Nope, it will fit just fine. I have the same one and modified the tower for three taps (with Micromatic elbow shanks).
 
Great, thanks for the reply, 3 taps on that small tower wow, did you cool the tower, the hole thu the top seems very small, I have read about people making the hole larger to accomidate more taps a cooling tube and an area for the cool area to return, I am planning on doing that once I get some beer in her to see how it pours.
 
I have done it now with 4 freezers (2 because they died). My preference is a medium size chest freezer as it holds in the cold much better. Besides it gives a nice platform on which to put glasses, etc.

I just cut a 1" hole at or about the center. I run the lines to the kegs and CO2 bottle all inside. I put a tower on top of the freezer and bolted it in. I have made a 2 tap and a 4 tap kegerator.

Unless you are running those lines outside the kegrator for feet you do not need to insulate them. This is only for people who do things like put the unit in another room. In fact you can even use what is called a jockey box or a cold plate. In this you do not even cool the kegs, just the line that comes out.

The nice thing about converting freezers is that you don't care if it is frost free or not. In fact if you ever decide you want to store yeast in it you want a non frost free freezer (so it does not thaw/freeze over and over). Additionally a chest freezer seldom (does it ever) have coolant lines running across the top lid. So there is no danger of cutting though the lines by mistake.

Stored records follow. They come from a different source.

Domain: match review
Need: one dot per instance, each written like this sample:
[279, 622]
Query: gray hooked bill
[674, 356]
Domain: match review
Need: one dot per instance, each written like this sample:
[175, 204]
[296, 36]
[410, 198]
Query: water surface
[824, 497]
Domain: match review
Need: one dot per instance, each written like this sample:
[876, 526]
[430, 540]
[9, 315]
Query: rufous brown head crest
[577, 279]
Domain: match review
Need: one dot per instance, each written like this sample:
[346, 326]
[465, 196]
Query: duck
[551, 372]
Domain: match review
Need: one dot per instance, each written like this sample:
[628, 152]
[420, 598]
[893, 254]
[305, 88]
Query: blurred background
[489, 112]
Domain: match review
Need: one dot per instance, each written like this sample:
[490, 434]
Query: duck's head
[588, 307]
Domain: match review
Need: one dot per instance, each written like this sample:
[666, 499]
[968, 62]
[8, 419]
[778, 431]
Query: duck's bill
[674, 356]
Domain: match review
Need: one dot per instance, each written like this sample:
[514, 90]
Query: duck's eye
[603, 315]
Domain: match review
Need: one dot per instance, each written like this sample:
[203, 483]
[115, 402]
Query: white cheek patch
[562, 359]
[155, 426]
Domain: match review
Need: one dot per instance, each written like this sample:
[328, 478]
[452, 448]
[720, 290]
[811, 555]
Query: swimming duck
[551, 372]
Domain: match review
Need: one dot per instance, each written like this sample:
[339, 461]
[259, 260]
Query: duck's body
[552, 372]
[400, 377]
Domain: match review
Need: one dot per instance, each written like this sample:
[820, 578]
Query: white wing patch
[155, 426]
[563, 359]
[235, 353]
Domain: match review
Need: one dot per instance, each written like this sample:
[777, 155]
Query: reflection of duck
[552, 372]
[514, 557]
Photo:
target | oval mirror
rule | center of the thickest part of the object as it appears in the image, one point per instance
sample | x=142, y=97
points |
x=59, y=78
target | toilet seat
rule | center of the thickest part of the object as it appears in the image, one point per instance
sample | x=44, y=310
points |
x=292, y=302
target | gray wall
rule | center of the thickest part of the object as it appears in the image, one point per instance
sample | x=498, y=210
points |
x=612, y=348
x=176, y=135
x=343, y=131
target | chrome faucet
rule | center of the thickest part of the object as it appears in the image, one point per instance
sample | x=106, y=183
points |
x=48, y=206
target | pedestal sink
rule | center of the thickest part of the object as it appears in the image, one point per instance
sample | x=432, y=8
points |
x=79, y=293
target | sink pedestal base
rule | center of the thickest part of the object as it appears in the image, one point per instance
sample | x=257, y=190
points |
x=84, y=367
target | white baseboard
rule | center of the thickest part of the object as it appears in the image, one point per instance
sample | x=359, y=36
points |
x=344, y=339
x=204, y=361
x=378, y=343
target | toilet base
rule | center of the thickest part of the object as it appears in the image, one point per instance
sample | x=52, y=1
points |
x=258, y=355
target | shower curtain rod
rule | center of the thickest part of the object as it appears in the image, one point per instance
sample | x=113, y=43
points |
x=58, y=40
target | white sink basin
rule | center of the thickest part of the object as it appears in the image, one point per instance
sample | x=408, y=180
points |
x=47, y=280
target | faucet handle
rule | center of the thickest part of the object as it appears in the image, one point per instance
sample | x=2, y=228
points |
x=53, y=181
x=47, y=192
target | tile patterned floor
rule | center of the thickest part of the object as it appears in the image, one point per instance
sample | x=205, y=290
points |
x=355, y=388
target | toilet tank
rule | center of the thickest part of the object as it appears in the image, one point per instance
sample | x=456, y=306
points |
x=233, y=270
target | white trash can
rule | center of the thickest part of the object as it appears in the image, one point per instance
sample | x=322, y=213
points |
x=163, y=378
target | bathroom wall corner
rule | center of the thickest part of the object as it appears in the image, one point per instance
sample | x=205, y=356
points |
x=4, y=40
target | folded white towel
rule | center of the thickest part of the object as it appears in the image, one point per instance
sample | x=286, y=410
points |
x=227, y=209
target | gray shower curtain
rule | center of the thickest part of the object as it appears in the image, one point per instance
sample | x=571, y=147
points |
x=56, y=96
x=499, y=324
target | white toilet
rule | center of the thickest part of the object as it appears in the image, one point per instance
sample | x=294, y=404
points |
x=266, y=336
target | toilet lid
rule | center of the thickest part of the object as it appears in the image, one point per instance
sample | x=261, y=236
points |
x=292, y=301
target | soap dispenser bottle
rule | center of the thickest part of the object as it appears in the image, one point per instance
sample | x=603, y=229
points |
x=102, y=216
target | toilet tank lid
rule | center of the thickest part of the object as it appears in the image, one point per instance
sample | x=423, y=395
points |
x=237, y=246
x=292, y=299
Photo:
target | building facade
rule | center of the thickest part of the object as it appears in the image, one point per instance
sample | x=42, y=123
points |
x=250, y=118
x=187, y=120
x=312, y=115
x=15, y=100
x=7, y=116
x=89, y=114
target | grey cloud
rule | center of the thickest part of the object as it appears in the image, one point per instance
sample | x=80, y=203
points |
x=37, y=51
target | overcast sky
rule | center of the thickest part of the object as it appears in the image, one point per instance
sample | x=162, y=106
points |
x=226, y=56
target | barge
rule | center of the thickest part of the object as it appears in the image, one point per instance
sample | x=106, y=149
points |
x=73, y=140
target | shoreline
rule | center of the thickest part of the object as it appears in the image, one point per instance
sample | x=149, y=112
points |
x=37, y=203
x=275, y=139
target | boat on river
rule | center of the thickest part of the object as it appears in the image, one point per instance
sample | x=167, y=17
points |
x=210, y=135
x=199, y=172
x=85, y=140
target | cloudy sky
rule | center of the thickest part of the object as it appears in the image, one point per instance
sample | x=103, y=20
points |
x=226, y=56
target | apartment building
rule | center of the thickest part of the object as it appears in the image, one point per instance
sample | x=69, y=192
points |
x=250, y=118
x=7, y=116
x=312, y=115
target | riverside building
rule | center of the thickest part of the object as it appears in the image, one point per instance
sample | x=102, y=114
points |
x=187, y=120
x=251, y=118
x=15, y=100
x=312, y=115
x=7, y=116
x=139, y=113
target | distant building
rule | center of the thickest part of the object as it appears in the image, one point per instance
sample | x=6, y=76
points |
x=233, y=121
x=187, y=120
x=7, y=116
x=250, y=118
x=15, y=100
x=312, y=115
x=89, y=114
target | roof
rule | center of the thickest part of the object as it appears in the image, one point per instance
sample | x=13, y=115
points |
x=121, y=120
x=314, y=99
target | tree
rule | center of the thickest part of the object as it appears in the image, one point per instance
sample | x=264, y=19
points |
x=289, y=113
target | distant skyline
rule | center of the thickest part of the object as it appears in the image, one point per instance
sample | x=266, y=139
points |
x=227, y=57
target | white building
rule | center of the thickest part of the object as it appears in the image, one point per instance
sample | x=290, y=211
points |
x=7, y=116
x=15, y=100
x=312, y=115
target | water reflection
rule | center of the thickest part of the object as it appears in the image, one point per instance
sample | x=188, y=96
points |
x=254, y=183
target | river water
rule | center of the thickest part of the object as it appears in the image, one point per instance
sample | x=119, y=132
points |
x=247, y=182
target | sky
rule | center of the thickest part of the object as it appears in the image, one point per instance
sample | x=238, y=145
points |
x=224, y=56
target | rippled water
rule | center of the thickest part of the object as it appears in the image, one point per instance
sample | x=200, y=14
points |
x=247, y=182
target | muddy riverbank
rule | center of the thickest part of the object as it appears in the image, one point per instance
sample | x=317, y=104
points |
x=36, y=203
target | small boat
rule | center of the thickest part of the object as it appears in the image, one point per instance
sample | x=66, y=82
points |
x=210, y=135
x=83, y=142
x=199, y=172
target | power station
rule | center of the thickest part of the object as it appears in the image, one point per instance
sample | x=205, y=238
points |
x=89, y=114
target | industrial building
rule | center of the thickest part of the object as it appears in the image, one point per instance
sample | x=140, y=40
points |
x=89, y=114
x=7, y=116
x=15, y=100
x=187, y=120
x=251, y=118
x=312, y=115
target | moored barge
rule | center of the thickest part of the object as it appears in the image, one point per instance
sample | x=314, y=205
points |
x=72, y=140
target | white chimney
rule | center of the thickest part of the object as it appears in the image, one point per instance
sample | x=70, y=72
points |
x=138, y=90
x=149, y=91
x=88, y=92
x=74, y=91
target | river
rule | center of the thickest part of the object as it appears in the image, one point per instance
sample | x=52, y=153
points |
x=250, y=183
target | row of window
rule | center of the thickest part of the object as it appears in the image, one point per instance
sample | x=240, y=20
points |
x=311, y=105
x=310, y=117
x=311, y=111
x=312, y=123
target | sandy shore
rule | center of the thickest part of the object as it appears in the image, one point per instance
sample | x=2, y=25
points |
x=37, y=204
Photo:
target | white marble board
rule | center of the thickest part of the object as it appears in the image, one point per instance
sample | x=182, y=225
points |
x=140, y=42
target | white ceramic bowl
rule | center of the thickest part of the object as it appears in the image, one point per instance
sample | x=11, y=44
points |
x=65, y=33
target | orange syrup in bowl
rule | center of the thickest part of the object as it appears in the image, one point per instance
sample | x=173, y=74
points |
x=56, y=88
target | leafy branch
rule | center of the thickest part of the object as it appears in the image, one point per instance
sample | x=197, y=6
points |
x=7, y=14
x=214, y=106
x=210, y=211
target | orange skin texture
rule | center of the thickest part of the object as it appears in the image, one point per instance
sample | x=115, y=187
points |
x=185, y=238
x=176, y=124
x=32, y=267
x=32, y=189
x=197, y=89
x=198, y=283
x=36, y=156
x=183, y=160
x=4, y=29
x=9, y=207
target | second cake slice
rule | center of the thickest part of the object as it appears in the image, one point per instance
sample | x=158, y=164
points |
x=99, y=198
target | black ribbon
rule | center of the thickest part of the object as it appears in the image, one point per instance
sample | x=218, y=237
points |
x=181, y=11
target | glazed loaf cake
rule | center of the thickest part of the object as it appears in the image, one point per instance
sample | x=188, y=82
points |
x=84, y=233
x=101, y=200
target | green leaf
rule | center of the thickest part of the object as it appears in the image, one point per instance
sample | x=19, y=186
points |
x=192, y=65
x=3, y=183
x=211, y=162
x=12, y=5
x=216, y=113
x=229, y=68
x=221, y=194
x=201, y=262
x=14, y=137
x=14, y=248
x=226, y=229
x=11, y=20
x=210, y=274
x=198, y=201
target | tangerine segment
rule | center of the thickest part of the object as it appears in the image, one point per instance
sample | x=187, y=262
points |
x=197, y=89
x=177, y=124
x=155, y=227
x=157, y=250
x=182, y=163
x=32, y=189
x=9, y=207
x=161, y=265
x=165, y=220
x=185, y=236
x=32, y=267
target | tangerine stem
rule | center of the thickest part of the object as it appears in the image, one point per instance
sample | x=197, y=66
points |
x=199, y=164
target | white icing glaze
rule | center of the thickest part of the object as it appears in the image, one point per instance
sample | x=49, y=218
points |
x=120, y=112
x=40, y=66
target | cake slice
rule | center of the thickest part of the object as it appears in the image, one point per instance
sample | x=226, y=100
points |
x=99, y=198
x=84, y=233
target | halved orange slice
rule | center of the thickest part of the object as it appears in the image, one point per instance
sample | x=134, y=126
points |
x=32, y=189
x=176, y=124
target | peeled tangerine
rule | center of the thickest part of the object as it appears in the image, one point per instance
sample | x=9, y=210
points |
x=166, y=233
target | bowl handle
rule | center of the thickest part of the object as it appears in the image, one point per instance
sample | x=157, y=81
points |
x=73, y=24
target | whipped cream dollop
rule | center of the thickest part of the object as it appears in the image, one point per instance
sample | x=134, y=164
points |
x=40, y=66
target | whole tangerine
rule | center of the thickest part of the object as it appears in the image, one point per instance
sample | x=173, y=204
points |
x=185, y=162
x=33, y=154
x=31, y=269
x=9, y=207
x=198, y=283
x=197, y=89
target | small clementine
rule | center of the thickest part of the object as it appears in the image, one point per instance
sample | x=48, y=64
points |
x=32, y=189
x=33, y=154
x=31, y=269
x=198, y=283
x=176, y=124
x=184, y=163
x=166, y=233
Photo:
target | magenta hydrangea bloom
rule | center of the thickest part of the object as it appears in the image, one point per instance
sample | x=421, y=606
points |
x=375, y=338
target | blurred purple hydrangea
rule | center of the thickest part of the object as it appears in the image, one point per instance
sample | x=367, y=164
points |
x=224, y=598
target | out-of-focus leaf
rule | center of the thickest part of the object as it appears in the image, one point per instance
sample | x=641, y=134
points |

All in all I have to say converting a chest freezer to a kegerator is about the easiest thing I have every done. Aside from drilling the hole for the tower about the only difficult thing to do is to lift kegs of beer and place it inside.
 
The small amount of beer in that tiny beer line really is not that big of a deal. You may get some foam on the first pour, but I don't do anything special to correct it.....except have another pint!